13.02.2010

aman be blog laf olsun die yazdım işte,aldırma sen..geçer...

hoplaya zıplaya yaşarım sanmıştım, hayat uçsuz bucaksız yemyeşil çayırlar gibi uzanır önümde hiç taş çamur çıkmaz sanmıştım. üzerimde beyaz elbisem kirlenmeden yürürüm sanmıştım. güneş hep ışıl ışıl parlar, başarı mutluluk hep benim olur sanmıştım. üstelik bunların hepsi kolay olur sanmıştım. halbuki ne zormuş. ne kadar yıpratıcıymış. bir şeyler elde etmek için ne kadar çaba,güç sarfetmek lazımmış.savaşmak sadece hayatla olmuyor,en çok kendinle savaşıyorsun. psikolojik inişlerini çıkışlarını dizginlemek zorundasın, almadığın sorumluluların uzaktan sana bakıp sırıtıyor. hayatlarını yoluna koymuş gibi geliyor senden başka herkes. sen de oturup onları izliyorsun. önce sokaklardan çekiliyorsun,sonra insanlardan alıkoyuyorsun kendini. telefonunun şarjı bitmiş, ne önemi var ki... ailenin kucağına saklanıyorsun iyice. kendini buldum sanıyorsun.

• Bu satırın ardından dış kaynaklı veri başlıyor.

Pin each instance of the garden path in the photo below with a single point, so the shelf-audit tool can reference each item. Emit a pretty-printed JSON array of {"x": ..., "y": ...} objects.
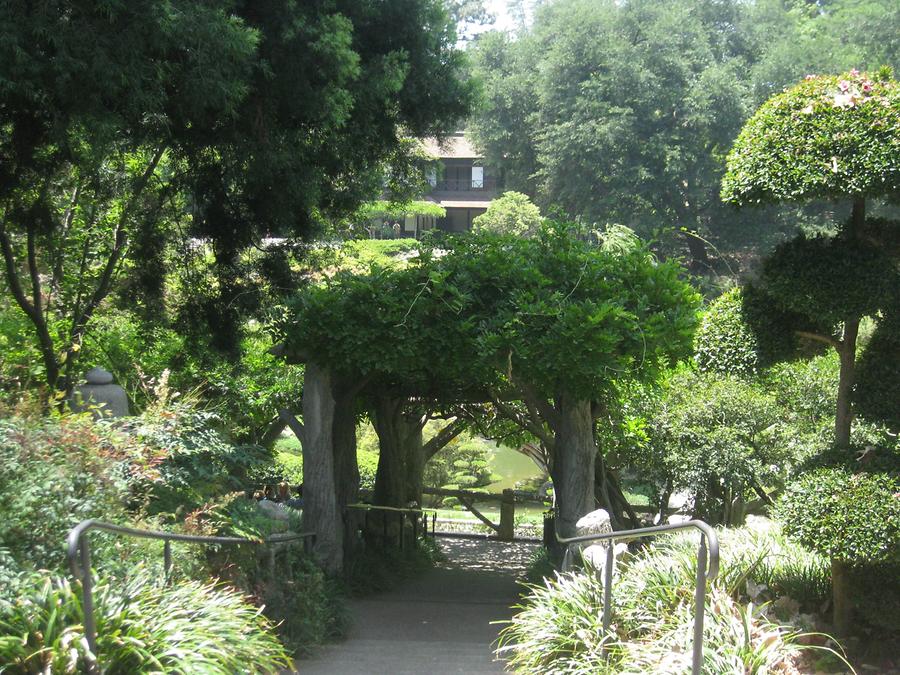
[{"x": 439, "y": 623}]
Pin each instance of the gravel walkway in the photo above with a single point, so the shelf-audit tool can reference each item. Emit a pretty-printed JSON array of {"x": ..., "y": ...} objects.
[{"x": 439, "y": 623}]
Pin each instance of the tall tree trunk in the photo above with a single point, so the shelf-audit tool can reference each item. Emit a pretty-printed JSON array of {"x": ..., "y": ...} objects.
[
  {"x": 415, "y": 460},
  {"x": 575, "y": 453},
  {"x": 321, "y": 513},
  {"x": 390, "y": 478},
  {"x": 841, "y": 597},
  {"x": 843, "y": 419},
  {"x": 346, "y": 466}
]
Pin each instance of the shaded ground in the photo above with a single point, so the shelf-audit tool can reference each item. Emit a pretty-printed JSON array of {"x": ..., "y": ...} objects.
[{"x": 439, "y": 623}]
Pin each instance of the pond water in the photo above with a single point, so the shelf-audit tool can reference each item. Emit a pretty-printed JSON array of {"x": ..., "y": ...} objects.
[{"x": 510, "y": 467}]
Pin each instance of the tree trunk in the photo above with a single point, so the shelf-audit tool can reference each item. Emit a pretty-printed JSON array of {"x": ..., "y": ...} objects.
[
  {"x": 575, "y": 453},
  {"x": 415, "y": 460},
  {"x": 699, "y": 255},
  {"x": 346, "y": 466},
  {"x": 321, "y": 513},
  {"x": 843, "y": 419},
  {"x": 840, "y": 593},
  {"x": 390, "y": 478}
]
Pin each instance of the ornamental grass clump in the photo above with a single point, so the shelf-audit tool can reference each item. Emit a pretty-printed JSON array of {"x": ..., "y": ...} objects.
[
  {"x": 192, "y": 629},
  {"x": 559, "y": 628}
]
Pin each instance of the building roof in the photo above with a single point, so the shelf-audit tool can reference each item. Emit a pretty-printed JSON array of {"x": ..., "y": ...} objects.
[
  {"x": 465, "y": 204},
  {"x": 455, "y": 146}
]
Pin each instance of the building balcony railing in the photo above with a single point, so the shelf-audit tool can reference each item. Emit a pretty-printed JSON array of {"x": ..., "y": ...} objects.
[{"x": 467, "y": 185}]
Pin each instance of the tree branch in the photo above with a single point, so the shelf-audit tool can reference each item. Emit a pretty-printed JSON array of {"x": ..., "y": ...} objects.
[
  {"x": 121, "y": 238},
  {"x": 296, "y": 425},
  {"x": 837, "y": 344},
  {"x": 48, "y": 353},
  {"x": 59, "y": 253},
  {"x": 444, "y": 436},
  {"x": 532, "y": 425}
]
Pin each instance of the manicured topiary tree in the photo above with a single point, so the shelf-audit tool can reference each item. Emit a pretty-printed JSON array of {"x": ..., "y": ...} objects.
[
  {"x": 831, "y": 137},
  {"x": 725, "y": 342},
  {"x": 850, "y": 512},
  {"x": 511, "y": 213}
]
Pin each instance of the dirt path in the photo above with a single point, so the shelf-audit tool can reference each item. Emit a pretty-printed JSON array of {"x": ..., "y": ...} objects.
[{"x": 436, "y": 624}]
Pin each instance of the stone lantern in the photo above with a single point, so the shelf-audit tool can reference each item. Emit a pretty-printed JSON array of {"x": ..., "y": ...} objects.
[{"x": 101, "y": 392}]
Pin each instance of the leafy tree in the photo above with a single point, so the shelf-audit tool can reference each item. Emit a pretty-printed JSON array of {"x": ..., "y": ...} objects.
[
  {"x": 551, "y": 321},
  {"x": 222, "y": 123},
  {"x": 623, "y": 111},
  {"x": 847, "y": 508},
  {"x": 510, "y": 213},
  {"x": 566, "y": 324},
  {"x": 85, "y": 138},
  {"x": 834, "y": 137}
]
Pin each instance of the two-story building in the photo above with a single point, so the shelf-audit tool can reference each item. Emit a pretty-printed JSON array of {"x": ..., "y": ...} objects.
[{"x": 461, "y": 183}]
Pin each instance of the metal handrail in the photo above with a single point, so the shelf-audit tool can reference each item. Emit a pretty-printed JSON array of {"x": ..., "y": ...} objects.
[
  {"x": 707, "y": 570},
  {"x": 77, "y": 544},
  {"x": 418, "y": 513}
]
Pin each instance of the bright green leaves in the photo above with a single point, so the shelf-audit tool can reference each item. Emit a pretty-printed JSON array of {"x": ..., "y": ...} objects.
[
  {"x": 554, "y": 312},
  {"x": 843, "y": 514},
  {"x": 510, "y": 213},
  {"x": 829, "y": 136}
]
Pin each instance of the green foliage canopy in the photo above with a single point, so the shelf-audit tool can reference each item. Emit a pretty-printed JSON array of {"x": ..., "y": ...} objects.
[{"x": 829, "y": 136}]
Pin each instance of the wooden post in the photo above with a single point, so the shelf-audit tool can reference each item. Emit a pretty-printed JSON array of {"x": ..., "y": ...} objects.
[{"x": 507, "y": 531}]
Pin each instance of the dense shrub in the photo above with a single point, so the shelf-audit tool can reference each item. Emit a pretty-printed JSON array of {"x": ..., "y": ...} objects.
[
  {"x": 718, "y": 438},
  {"x": 193, "y": 460},
  {"x": 289, "y": 465},
  {"x": 187, "y": 628},
  {"x": 846, "y": 507},
  {"x": 877, "y": 394},
  {"x": 299, "y": 599},
  {"x": 55, "y": 472},
  {"x": 724, "y": 343},
  {"x": 559, "y": 627},
  {"x": 847, "y": 515}
]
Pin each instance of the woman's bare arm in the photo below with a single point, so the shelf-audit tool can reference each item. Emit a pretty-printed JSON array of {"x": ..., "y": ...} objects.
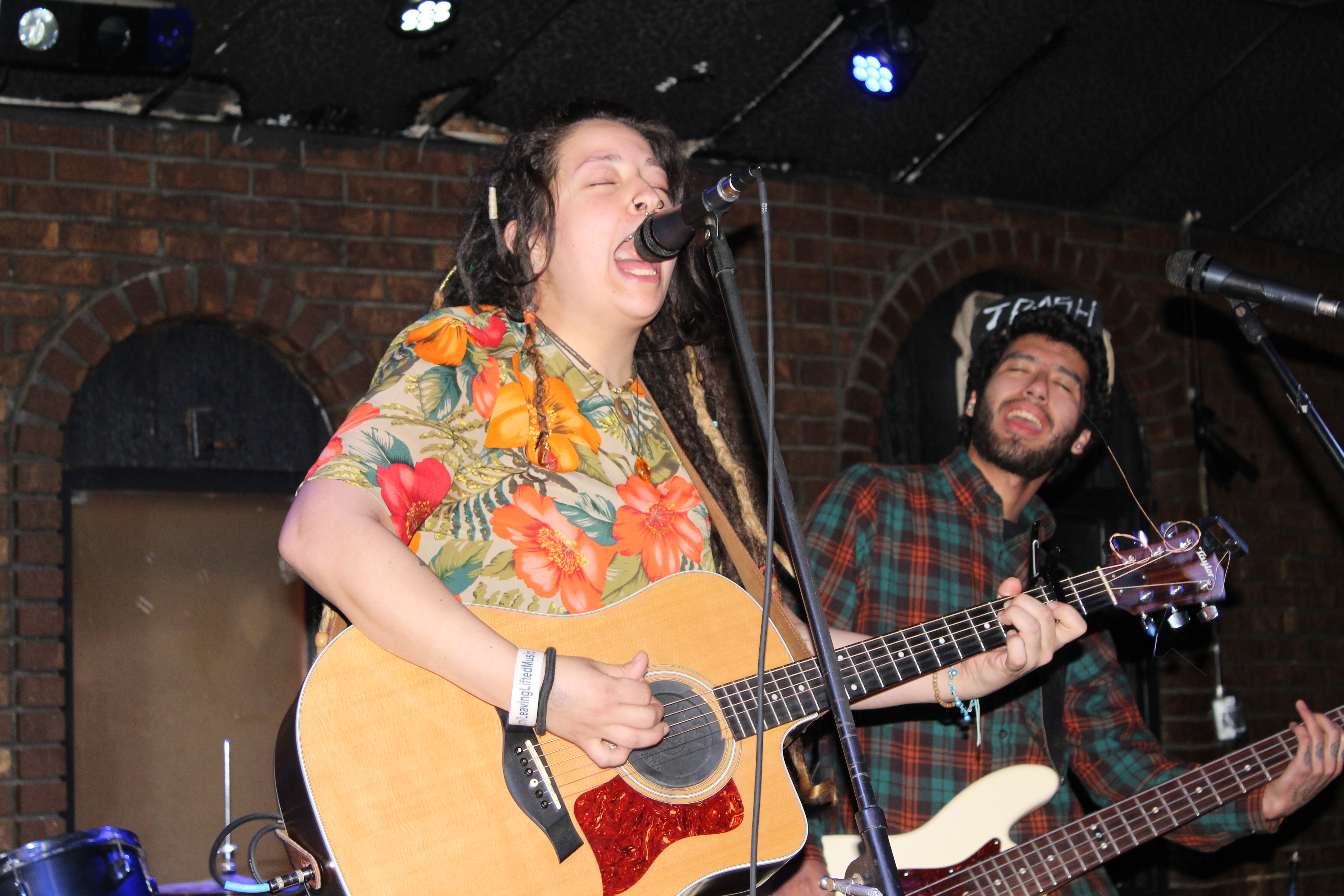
[{"x": 341, "y": 539}]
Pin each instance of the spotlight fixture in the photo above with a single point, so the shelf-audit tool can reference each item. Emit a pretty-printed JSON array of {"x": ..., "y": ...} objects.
[
  {"x": 97, "y": 37},
  {"x": 418, "y": 18},
  {"x": 888, "y": 52}
]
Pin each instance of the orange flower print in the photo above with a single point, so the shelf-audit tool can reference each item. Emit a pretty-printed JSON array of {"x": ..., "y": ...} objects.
[
  {"x": 654, "y": 523},
  {"x": 552, "y": 555},
  {"x": 444, "y": 339},
  {"x": 486, "y": 387},
  {"x": 514, "y": 422},
  {"x": 365, "y": 412},
  {"x": 335, "y": 448},
  {"x": 412, "y": 495}
]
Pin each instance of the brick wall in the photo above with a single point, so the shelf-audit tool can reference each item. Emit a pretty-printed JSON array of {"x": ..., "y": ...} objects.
[{"x": 328, "y": 248}]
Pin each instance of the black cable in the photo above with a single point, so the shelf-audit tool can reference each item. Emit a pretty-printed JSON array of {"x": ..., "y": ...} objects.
[
  {"x": 768, "y": 573},
  {"x": 230, "y": 828},
  {"x": 252, "y": 850}
]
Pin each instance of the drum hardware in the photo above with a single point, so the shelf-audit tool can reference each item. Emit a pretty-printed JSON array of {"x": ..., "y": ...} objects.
[{"x": 101, "y": 862}]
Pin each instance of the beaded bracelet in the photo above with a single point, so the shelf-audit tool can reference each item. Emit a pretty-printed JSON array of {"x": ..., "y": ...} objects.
[{"x": 945, "y": 704}]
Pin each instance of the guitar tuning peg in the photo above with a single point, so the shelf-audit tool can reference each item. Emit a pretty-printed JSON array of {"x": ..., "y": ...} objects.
[{"x": 1150, "y": 625}]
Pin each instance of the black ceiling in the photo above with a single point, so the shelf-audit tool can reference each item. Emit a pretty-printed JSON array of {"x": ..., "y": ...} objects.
[{"x": 1147, "y": 108}]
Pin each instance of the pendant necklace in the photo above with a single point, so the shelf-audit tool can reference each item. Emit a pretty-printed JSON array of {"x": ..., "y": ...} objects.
[{"x": 631, "y": 418}]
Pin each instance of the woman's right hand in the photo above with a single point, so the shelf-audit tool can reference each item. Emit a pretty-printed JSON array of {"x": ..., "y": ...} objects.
[{"x": 604, "y": 710}]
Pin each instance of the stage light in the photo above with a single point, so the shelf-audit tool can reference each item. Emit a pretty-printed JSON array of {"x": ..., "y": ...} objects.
[
  {"x": 888, "y": 52},
  {"x": 100, "y": 37},
  {"x": 38, "y": 30},
  {"x": 418, "y": 18},
  {"x": 874, "y": 72}
]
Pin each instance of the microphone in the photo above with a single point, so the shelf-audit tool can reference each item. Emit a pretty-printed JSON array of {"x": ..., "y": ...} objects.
[
  {"x": 666, "y": 234},
  {"x": 1202, "y": 273}
]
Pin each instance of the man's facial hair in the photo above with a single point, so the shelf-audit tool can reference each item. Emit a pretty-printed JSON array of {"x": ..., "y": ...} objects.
[{"x": 1011, "y": 456}]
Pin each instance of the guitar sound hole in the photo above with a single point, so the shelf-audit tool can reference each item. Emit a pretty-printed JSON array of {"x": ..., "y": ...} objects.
[{"x": 693, "y": 749}]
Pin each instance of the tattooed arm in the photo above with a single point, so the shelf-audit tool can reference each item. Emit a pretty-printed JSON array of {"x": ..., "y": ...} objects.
[{"x": 1318, "y": 764}]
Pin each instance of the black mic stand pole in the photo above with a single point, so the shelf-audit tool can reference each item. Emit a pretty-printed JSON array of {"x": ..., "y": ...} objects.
[
  {"x": 1253, "y": 328},
  {"x": 871, "y": 820}
]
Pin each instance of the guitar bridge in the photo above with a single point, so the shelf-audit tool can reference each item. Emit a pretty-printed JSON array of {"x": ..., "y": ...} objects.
[{"x": 529, "y": 780}]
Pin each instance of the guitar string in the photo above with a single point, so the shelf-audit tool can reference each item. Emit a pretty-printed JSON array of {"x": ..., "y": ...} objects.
[
  {"x": 963, "y": 631},
  {"x": 863, "y": 660},
  {"x": 1269, "y": 755},
  {"x": 811, "y": 680},
  {"x": 862, "y": 663}
]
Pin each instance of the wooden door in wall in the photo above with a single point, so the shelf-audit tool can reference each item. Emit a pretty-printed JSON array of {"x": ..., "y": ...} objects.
[{"x": 185, "y": 632}]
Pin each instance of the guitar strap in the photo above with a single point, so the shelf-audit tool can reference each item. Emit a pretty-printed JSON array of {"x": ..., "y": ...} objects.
[{"x": 752, "y": 577}]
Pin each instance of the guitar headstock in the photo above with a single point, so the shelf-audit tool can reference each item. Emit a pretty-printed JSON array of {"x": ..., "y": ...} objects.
[{"x": 1186, "y": 566}]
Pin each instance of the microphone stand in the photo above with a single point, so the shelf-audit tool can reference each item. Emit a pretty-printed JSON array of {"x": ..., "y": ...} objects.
[
  {"x": 873, "y": 823},
  {"x": 1253, "y": 328}
]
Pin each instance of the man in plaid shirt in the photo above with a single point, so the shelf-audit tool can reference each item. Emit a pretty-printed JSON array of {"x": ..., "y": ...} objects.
[{"x": 894, "y": 547}]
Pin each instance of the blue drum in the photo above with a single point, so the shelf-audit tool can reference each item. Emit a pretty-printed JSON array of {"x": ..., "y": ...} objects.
[{"x": 103, "y": 862}]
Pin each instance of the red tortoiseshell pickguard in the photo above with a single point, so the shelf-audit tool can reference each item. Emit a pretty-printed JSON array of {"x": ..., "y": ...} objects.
[{"x": 629, "y": 831}]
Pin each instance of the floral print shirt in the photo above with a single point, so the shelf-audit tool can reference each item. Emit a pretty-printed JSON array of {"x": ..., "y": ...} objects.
[{"x": 447, "y": 440}]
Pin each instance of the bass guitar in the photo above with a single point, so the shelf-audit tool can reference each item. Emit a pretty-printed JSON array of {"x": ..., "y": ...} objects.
[
  {"x": 390, "y": 780},
  {"x": 996, "y": 867}
]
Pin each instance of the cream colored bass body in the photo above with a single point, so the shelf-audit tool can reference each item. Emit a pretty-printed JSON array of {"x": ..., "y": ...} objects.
[{"x": 398, "y": 782}]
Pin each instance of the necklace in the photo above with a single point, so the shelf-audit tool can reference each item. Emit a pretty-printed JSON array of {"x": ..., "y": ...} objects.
[{"x": 619, "y": 397}]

yarın sevgililer günü, program yapmaya çalışan sevgilime canım hiç bir şey istemiyor çıkmayalım dedim. hediye almadım , sakın alma diye başının etini yedim. sonra bi duyduk ki sertap konseri varmış, bi öğrendik ki bilet yokmuş. kanatları ıslanmış çirkin bi kuş yavrusuna dönüştüm birden. ağlayasım geldi. ne saçma,halbuki hevesi olmayan bendim. netice de.. noluyor bana böyle? nereye varıcak sonu? tüm heyecanlarını kaybetmiş orta yaş eşiğinde geçkin bir kızım artık. malesef...

1 yorum:

ıvır zıvır dedi ki...

''Ellerimize dikkat edin. Sürekli açılıp kapanır parmaklarımız. Tutar ve bırakır, bırakır ve tutarız. Bir içe bir dışa. Yumruğumuzu sıktıktan sonra mutlaka açarız. Öyle olmasaydı felçlki gibi olurduk. Varlığımızda böyledir. Bir an gelir açılır, bir an gelir kapanır. Kah sıkışır yüreğimiz, kah ferahlar. Bu tezat gibi görünen haller varlığın özüdür. Kanat çırpan kuşlara bakın. Kanatlarının nasıl hareket ettiğine dikkat buyurun, bir aşağı bir yukarı. Bir hüzün, bir saadet. Böyledir hayat. Hoş bir kararda, ahenkiçinde, dengede.''
(Elif Şafak,Aşk sf:142)

Bu benzetmeyi okuduğumda, bu açılıp kapanmalara uyan bir kaç arkadaşım geldi aklıma. biri Çilek'ti örneğin...:) bu örneği ona yazdım mı onuda bilmiyorum...
ama bu yazıya da gayet uygun.

bu noktadaki tek sorun şu gibi... bu açılıp kapanmaların hızı ve yıpratıcılığıdır. yine Çilek'e bir zamanlar dediğim gibi, çöldeki kayanın gündüz güneşine ve gece ayazına maruz kalması değildir sorun. Sorun; bunları ardı ardına yaşamasıdır. Yoksa aynı tip sorun kutuplara yakın yerdeki çöl kayaları için geçerli olsa da, orda geceler ve gündüzler haftalarca süre bilir ve yıpranmışlık bu yönden daha azdır...

neysem...
Şems'in dediği gibi... el gibi açılıp kapanmamız gayet normal... bu birazda 'ne kadar çok insan olduğumuzla' alakalıdır bence.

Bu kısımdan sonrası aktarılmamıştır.